A endocardite infecciosa é a infecção da superfície
endocárdica do coração, sendo relacionada geralmente às válvulas cardíacas.

Esse diagnóstico deve ser
suspeitado no paciente que tenha febre e fatores de risco, que são: sexo
masculino, idade mais de 60 anos, uso de droga injetável, dentição pobre ou
infecção dentária; ou comorbidades como doença cardíaca estrutural, doença
valvar, doença cardíaca congênita, válvula cardíaca prostética, história prévia
de endocardite, HIV, paciente dialítico crônico e dispositivo implantado no
coração.

O atraso no diagnóstico e tratamento está associado
com as complicações, como insuficiência valvar, insuficiência cardíaca, eventos
embólicos e sepse.

Para o diagnóstico, antes da antibioticoterapia
empírica, é necessário colher culturas de sangue e realizar uma
ecocardiografia. Aqui entra o critério diagnóstico.

Critérios
modificados de Duke

Critérios modificados de Duke para diagnóstico de endocardite
infecciosa, baseado na tabela Li JS, Sexton DJ, Mick N, et al. Clin Infect Dis 2000; 30:633. Copyright © 2000 University of
Chicago Press.

Critérios maiores:

  • Hemocultura positiva (1 dos seguintes);
    • Microrganismos
      típicos consistentes com endocardite infecciosa em 2 culturas separadas: Staphylococcus aureus, Viridans streptococci, Streptococcus gallolyticus (antigo S. bovis), grupo HACEK (Haemophilus aphrophilus, Actinobacillus actinomycetemcomitans, Cardiobacterium hominis, Eikenella corrodens, Kingella kingae);
    • Hemoculturas
      persistentemente positivas;
    • Hemocultura
      única positiva para Coxiella burnetii
      ou título de IgG > 1:800.
  • Evidência de envolvimento endocárdico;
    • Ecocardiograma
      positivo para endocardite infecciosa, com vegetação (massa intracardíaca
      oscilante ou suportada nas estruturas ou em material implantado) ou abscesso ou nova deiscência parcial da valva protética.
  • Nova insuficiência valvar.

Critérios menores:

  • Uso de droga intravenosa ou condição cardíaca
    predisponente;
  • Temperatura maior que 38°C;
  • Fenômeno vascular, incluindo as lesões de Janeway;
  • Fenômeno imunológico, incluindo os nódulos de Osler;
  • Evidência microbiológica que não se enquadra no
    critério maior ou evidência sorológica de infecção ativa com organismo
    consistente com EI.

Febre
reumática

A febre reumática aguda é uma sequela não supurativa
que ocorre duas a quatro semanas após faringoamigdalite causada pelo Streptococcus do grupo A e consiste em
manifestações clínicas divididas em critérios maiores e critérios menores,
usadas para o diagnóstico.

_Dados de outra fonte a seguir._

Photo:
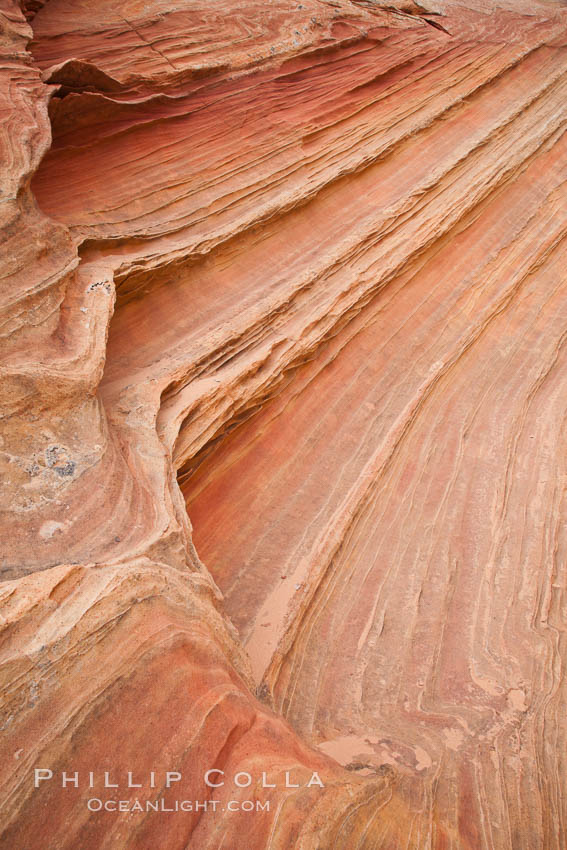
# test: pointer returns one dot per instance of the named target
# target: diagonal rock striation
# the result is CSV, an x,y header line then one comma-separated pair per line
x,y
283,409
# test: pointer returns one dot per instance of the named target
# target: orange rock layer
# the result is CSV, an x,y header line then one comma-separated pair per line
x,y
283,398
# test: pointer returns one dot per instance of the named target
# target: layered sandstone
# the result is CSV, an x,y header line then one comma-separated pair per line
x,y
283,404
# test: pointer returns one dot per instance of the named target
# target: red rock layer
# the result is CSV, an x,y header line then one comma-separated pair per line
x,y
308,260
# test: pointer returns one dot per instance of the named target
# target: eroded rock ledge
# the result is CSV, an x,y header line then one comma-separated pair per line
x,y
283,418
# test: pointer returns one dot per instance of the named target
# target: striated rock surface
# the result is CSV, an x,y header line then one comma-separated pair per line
x,y
283,391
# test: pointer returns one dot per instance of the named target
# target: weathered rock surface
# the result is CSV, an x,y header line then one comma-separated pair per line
x,y
283,392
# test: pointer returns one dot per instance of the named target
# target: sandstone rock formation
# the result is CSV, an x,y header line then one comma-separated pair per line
x,y
283,392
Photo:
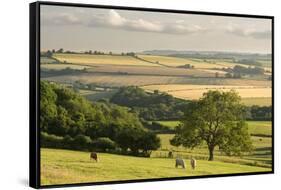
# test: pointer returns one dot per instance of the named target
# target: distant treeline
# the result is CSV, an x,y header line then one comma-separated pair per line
x,y
68,120
49,53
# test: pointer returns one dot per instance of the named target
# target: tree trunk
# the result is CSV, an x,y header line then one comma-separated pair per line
x,y
211,153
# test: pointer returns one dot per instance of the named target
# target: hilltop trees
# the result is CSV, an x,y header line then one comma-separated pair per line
x,y
216,119
68,120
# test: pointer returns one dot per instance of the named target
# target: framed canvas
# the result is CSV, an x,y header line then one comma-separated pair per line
x,y
123,94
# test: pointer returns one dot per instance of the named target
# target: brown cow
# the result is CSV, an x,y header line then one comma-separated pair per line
x,y
94,156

Aqui entra o critério de Jones revisado. Os
critérios de Jones foram descritos em 1944 e são utilizados desde então, sendo
revisados ao longo do tempo. A modificação de 2015 divide o diagnóstico em
dois: um para populações de baixo risco de febre reumática e outro para
populações de moderado-alto risco, como o Brasil.

Critérios
maiores:

  • Cardites e valvulites clínicas ou subclínicas;
  • Artrite, geralmente poliartrite migratória de grandes
    articulações, com excelente resposta a antinflamatório não esteroidal;
  • Coreia de Sydenham – envolvimento do sistema nervoso
    central;
  • Nódulos subcutâneos – nódulos firmes e indolores, geralmente
    relacionados à gravidade da cardite;
  • Eritema marginado – eritema evanescente, sem prurido,
    também conhecido como eritema anular, já que a lesão tem o centro com a pele de
    aparência normal.

Critérios
menores:

  • Artralgia (altamente inespecífica);
  • Febre maior ou igual a 38,5°C;
  • Elevação de proteínas de fase aguda, como VHS e PCR;
  • Prolongamento do intervalo PR no ECG.

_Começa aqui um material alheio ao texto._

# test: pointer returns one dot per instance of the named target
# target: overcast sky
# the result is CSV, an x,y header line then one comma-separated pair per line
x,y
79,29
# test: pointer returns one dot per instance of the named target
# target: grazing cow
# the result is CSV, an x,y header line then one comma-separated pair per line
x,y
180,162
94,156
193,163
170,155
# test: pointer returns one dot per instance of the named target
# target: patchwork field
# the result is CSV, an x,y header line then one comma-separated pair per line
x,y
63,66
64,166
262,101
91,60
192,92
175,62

Para o diagnóstico, são necessárias 2 manifestações
dos critérios maiores e 2 dos menores, com evidência de infecção estreptocócica
prévia. Se o paciente tem história de febre reumática aguda, ele tem risco
maior de novos episódios com maior chance de envolvimento cardíaco grave. No
caso de recorrência, então, 2 manifestações de critérios maiores, ou 1 maior e
2 menores ou 3 manifestações menores são suficientes para o diagnóstico.

Como toda regra tem sua exceção, o diagnóstico de
febre reumática não seria diferente. Coreia de Sydenham como manifestação única
faz diagnóstico, assim como cardite indolente meses após infecção
estreptocócica e febre reumática recorrente com história de acometimento agudo
sem pericardite ou envolvimento de nova válvula.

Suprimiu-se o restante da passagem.